The Pre-Inspection Inspection

The whole process summed up that way seems pretty straight-forward; however, there are some “gotchas.” The first one is that you must make sure that all certificates are validated and trusted. If there are invalid certificates then you open the door for some serious problems. The second, is that you need to know which clients you want to inspect traffic from so that you can install the public key of the security appliance. If your clients do not have a trusted relationship with the appliance no traffic will flow. Lastly, avoid self-signed certificates at all cost. Yes, it is easy and it is free, but the certificates are not publicly trusted and it only causes more trouble. Once your certificates are good to go you can move on to the inspection.

The Inspection

Looking at the image above it is clear that there are not too many steps involved. I will try to do my best to explain it in a bit more detail though.

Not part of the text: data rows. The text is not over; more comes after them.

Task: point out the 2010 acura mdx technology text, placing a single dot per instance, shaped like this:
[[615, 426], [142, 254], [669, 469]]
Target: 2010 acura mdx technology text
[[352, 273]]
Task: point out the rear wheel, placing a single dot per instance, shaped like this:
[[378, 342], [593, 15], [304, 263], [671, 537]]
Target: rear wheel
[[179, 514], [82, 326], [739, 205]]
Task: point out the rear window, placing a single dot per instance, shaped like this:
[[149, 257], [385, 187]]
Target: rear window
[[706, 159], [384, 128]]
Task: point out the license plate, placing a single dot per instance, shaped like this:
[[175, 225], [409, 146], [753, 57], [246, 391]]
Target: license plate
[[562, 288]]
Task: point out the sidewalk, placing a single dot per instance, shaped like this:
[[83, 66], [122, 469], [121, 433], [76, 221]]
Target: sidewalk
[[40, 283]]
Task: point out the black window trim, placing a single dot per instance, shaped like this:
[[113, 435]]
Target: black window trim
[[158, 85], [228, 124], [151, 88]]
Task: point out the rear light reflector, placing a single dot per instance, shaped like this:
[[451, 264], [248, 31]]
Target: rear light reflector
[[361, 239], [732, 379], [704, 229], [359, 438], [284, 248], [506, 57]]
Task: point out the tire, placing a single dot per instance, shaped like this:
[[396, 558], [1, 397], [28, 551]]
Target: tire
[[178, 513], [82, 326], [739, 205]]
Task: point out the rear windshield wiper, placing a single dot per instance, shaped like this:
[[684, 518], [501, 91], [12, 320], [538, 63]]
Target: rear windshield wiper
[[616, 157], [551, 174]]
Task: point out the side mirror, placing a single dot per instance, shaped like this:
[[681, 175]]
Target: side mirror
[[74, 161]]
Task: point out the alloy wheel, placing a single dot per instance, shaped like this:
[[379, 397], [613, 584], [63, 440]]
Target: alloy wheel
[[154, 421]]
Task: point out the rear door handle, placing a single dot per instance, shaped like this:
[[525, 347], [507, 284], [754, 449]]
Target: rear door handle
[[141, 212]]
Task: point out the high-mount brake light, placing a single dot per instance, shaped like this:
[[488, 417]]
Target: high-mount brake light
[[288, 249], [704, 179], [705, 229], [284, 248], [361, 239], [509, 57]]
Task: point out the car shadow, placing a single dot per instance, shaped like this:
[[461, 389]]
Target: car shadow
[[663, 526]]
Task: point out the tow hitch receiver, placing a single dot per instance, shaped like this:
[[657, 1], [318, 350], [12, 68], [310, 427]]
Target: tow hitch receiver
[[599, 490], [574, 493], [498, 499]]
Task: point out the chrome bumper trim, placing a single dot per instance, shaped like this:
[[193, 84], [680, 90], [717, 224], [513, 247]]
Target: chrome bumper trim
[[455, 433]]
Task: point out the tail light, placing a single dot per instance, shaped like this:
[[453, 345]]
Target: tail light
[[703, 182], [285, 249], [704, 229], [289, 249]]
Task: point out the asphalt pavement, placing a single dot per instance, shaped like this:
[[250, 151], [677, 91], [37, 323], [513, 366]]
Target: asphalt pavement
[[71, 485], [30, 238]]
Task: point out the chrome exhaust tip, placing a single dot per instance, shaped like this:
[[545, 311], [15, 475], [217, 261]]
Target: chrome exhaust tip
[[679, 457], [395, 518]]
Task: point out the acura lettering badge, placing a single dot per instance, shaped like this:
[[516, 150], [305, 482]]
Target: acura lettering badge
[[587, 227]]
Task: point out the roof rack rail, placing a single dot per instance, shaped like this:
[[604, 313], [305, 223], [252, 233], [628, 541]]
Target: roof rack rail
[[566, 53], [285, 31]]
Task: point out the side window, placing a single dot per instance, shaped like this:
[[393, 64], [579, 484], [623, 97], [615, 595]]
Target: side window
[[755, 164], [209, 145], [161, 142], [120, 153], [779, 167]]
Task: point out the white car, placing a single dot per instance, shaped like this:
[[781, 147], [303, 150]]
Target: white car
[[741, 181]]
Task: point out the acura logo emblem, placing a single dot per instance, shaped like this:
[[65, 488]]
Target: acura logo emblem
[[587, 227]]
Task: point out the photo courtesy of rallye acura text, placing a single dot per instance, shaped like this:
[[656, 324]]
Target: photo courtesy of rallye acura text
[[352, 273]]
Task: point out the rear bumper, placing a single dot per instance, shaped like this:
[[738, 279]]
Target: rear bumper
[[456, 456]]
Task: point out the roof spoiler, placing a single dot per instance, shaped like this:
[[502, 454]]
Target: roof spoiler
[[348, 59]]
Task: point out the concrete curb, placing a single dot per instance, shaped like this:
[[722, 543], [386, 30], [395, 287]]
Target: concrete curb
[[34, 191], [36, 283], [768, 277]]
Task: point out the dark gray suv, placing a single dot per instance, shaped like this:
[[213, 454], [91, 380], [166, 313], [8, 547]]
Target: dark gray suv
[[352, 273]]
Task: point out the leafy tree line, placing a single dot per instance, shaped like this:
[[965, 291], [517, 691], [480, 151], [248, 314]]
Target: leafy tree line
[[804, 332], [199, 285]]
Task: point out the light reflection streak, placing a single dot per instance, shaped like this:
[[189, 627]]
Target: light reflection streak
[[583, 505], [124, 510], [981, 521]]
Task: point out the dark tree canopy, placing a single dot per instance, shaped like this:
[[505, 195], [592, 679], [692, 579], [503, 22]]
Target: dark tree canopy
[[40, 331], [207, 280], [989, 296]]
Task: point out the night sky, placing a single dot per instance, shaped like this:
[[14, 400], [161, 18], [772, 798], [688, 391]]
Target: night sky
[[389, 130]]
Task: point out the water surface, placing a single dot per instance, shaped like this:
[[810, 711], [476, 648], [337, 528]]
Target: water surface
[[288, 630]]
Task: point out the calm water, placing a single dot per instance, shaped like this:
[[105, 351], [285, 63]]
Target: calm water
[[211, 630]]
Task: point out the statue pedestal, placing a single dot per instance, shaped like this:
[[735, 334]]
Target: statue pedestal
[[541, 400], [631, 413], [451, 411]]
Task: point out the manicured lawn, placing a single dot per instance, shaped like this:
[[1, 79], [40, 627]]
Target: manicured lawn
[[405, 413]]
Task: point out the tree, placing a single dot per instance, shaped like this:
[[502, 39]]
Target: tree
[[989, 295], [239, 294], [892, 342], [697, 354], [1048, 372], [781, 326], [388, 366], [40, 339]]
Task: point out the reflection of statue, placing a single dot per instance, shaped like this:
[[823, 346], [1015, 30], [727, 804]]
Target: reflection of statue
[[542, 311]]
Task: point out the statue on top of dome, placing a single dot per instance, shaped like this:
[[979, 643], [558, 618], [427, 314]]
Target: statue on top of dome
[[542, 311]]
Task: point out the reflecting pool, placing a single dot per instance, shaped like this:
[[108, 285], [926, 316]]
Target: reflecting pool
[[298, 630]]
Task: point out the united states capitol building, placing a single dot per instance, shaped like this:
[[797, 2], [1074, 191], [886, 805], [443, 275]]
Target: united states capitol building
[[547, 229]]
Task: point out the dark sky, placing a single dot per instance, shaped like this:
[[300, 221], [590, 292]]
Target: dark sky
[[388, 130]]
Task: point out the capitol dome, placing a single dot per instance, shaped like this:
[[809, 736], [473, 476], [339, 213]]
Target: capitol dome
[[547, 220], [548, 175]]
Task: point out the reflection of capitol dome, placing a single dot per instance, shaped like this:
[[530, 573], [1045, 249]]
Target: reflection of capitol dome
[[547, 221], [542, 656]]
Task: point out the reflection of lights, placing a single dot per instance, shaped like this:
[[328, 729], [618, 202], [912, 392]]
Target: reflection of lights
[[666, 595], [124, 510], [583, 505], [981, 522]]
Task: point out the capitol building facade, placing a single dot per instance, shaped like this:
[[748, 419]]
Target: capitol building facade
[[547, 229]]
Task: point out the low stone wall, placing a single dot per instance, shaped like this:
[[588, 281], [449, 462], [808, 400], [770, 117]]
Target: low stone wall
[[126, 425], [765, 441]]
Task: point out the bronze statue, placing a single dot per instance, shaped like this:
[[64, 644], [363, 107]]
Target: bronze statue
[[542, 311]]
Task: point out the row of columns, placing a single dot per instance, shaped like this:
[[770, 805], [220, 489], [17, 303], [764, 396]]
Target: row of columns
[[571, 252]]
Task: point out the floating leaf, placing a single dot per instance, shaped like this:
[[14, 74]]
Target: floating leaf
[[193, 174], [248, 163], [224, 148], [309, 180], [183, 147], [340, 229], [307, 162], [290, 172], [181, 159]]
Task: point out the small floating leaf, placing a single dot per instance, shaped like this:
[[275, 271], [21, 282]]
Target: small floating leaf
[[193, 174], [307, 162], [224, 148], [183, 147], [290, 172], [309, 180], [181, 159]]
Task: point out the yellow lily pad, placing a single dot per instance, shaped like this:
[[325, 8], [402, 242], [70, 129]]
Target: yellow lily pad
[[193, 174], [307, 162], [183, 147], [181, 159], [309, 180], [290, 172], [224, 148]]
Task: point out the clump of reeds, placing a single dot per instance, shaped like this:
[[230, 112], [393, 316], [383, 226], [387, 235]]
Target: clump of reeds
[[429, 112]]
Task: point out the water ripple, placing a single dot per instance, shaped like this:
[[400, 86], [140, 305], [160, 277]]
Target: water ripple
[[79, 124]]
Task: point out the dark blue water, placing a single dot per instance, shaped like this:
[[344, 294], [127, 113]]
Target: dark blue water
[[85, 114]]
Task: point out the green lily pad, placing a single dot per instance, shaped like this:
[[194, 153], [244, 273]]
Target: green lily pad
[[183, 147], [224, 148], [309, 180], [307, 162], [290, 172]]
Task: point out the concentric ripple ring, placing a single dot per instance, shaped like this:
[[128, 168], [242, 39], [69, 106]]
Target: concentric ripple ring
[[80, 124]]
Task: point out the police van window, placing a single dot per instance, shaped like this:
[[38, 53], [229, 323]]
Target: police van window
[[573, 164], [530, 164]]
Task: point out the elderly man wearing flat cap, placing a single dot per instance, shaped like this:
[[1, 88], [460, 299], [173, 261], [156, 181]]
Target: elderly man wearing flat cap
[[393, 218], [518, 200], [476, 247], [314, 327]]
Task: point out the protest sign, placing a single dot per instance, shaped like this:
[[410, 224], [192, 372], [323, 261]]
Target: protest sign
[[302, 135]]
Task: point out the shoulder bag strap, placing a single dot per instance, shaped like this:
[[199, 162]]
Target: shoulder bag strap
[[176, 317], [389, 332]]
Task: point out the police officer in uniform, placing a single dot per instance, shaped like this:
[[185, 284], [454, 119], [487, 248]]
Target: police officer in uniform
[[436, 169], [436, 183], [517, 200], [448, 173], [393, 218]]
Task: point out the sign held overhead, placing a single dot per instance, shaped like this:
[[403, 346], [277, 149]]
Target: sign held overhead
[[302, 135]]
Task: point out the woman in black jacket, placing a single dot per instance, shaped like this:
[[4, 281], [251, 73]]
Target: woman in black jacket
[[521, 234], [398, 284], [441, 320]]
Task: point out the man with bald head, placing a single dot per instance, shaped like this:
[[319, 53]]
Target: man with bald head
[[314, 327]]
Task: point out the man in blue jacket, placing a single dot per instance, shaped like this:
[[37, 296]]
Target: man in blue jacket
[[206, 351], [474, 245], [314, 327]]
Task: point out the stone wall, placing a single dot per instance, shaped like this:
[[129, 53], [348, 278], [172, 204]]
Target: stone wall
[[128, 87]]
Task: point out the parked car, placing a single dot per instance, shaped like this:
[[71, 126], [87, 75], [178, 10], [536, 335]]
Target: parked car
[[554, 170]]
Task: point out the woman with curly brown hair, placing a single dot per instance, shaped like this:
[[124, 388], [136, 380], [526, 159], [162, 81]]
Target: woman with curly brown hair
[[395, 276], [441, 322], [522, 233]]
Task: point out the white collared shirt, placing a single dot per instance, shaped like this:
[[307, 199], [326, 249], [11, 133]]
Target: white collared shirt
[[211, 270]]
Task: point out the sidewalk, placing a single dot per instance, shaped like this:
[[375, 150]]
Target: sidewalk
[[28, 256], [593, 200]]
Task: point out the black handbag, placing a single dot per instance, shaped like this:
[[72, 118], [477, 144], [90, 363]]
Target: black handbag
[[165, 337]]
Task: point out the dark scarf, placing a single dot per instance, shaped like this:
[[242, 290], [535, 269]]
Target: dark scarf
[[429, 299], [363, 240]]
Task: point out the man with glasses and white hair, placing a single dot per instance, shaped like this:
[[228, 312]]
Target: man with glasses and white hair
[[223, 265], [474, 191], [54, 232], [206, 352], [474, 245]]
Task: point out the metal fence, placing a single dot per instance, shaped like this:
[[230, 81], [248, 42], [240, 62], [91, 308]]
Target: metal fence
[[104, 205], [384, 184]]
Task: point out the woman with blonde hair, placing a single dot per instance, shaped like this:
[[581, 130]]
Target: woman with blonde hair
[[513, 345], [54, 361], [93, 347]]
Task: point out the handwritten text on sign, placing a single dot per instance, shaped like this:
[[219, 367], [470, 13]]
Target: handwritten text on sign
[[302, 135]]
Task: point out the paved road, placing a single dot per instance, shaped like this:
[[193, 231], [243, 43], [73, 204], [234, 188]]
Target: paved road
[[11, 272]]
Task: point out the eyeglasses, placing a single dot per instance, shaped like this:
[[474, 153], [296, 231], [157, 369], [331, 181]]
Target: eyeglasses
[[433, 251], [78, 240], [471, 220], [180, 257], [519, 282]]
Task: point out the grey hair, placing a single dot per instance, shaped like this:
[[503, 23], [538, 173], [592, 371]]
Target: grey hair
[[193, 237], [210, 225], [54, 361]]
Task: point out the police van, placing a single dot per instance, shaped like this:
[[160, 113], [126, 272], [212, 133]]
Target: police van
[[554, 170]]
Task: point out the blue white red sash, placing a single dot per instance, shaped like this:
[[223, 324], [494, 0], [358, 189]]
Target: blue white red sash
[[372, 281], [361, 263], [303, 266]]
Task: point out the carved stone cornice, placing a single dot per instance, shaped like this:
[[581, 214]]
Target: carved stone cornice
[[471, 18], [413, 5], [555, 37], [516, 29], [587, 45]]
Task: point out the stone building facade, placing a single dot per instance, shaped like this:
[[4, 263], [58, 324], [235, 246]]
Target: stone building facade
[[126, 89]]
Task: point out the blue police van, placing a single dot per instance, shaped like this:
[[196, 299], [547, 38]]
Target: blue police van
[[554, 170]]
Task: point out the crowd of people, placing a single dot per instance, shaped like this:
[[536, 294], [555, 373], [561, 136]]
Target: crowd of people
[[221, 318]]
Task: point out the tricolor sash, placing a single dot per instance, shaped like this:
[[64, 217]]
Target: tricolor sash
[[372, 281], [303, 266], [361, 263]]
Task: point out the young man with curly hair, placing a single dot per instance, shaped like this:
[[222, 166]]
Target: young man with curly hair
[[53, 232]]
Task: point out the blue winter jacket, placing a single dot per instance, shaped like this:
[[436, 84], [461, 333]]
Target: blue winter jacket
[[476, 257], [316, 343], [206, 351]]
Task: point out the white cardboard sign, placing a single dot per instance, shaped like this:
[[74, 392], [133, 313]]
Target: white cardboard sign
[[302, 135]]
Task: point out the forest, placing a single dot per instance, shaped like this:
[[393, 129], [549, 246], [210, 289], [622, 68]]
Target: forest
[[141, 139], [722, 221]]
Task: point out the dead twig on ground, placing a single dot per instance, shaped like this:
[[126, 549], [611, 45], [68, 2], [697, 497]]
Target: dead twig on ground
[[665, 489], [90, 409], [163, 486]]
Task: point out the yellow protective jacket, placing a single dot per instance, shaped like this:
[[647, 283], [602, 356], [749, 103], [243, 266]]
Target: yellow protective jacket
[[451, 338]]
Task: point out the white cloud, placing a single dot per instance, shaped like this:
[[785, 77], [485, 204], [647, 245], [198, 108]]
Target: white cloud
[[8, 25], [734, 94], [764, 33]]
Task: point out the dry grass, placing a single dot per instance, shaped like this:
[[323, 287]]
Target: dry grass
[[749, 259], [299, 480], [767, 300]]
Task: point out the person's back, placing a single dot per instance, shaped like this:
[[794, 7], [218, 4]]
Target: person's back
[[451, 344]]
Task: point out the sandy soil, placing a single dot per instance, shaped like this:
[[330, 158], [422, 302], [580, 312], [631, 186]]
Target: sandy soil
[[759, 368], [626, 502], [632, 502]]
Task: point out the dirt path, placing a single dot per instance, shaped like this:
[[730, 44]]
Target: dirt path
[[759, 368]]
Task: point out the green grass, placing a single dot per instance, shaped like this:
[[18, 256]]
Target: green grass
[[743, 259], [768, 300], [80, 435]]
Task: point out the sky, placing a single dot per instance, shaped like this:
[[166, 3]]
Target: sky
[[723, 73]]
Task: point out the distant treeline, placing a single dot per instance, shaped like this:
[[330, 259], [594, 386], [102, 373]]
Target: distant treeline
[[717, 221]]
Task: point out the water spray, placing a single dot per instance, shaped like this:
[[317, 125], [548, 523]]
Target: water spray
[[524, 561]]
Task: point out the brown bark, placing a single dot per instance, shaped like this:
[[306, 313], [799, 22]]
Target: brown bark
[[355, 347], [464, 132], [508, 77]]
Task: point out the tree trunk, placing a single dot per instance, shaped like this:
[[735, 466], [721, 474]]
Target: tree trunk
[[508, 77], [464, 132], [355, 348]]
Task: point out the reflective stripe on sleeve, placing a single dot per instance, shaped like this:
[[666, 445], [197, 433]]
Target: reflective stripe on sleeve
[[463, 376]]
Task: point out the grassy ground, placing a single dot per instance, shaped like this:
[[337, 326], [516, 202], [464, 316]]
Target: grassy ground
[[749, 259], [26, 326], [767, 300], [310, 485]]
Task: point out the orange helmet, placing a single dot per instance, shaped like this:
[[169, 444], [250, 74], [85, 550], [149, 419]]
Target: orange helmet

Lets say you want to search Google for something. You enter the URL into your browser https://google.com and voila your there. What you did not see though was the verification that occurred between the client and server. When you hit enter the browser connected, but not to Google. Instead it connected to your security appliance. Since you should have already installed the public key for the appliance it created an encrypted session. The session was established using the public key to validate the servers private key, and a few other things. We don’t have to dive into that right now though.

But, wait why didn’t we connect to Google? Because the appliance needs the entire packet so it can decrypt it and analyze it. The data contains important data that identifies the application used. In this case it will also contain the exact URL that was requested. Once it has grabbed the data it re-encrypts it and sends it along via the session that it created with Google. With the network speeds we have you would almost never notice this. If you happened to do so, it would only be for a second and you would probably blame the IT guy anyway.